The cost of Ohio’s sales tax exemption for data centers surged to $1.6 billion in 2025, state tax officials disclosed this week, far above the $136 million budget forecasters had assumed when the break was adopted. The new actual-cost figures — released by Ohio Department of Taxation spokesperson Andrea Lannom — show the exemption also erased an estimated $555 million in state revenue in 2024, four times the initial expectation, plus another $166.8 million in local sales taxes that year.
The exemption, which waives Ohio’s 5.75% statewide sales tax on equipment and construction purchases by data center operators, was designed to attract hyperscale computing investment to the state. It has done so: Meta (Facebook), Alphabet (Google), and Amazon have all built or are building massive facilities in Ohio warehouses. But the revenue loss has rapidly outpaced official projections, a discrepancy that Lannom’s data makes stark.
In dollar terms, the exemption’s cost grew roughly 188% from 2024 to 2025, even as the underlying tax rate remained unchanged. The original estimate for 2025 — $136 million — was not merely imprecise; it was an order of magnitude smaller than the actual $1.6 billion in forgone receipts. The tax department’s forecasts, which are published biennially, have been widely criticized as severe understatements that mask the true fiscal impact of the incentive program.

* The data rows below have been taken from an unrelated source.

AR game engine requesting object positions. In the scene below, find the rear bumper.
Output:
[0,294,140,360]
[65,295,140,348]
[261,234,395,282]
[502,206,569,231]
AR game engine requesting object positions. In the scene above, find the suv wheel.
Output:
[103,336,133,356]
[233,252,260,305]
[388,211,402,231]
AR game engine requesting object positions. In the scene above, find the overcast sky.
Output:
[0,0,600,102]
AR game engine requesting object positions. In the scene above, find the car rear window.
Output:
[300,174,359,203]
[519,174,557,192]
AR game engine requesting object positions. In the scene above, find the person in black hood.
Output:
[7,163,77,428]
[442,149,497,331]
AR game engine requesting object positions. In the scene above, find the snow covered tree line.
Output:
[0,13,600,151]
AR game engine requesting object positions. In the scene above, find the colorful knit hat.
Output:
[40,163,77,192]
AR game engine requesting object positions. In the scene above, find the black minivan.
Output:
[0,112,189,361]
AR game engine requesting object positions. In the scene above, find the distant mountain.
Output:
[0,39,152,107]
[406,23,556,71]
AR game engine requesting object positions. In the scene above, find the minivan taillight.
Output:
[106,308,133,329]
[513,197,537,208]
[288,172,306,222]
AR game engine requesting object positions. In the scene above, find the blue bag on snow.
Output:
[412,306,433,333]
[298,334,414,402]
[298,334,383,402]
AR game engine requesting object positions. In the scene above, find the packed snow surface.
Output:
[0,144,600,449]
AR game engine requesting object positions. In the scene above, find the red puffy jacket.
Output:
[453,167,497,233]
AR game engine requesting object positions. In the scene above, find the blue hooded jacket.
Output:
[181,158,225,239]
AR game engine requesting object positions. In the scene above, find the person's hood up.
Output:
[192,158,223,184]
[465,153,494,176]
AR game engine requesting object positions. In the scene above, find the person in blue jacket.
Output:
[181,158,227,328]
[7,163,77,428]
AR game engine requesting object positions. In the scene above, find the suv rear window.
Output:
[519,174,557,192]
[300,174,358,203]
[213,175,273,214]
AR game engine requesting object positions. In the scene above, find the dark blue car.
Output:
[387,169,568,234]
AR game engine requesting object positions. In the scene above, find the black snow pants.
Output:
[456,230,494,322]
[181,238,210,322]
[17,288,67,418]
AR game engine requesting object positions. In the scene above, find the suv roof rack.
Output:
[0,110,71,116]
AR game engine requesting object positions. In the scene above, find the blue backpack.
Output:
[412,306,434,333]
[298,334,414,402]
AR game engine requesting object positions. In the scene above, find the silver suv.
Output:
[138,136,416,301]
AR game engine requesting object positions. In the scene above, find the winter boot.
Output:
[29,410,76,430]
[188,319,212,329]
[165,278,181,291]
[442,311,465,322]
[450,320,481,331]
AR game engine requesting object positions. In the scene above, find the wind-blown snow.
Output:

Critics argue the projections have consistently lowballed the exemption’s appetite, leaving lawmakers and the public without an accurate picture of the trade-off as the AI-driven data-center boom accelerates. Proponents of the exemption say it has cemented Ohio’s position as a hub for cloud computing and artificial intelligence infrastructure. The new figures are likely to fuel calls in the state legislature for tighter reporting requirements or caps on the tax break, as well as renewed scrutiny of similar incentive packages across the country.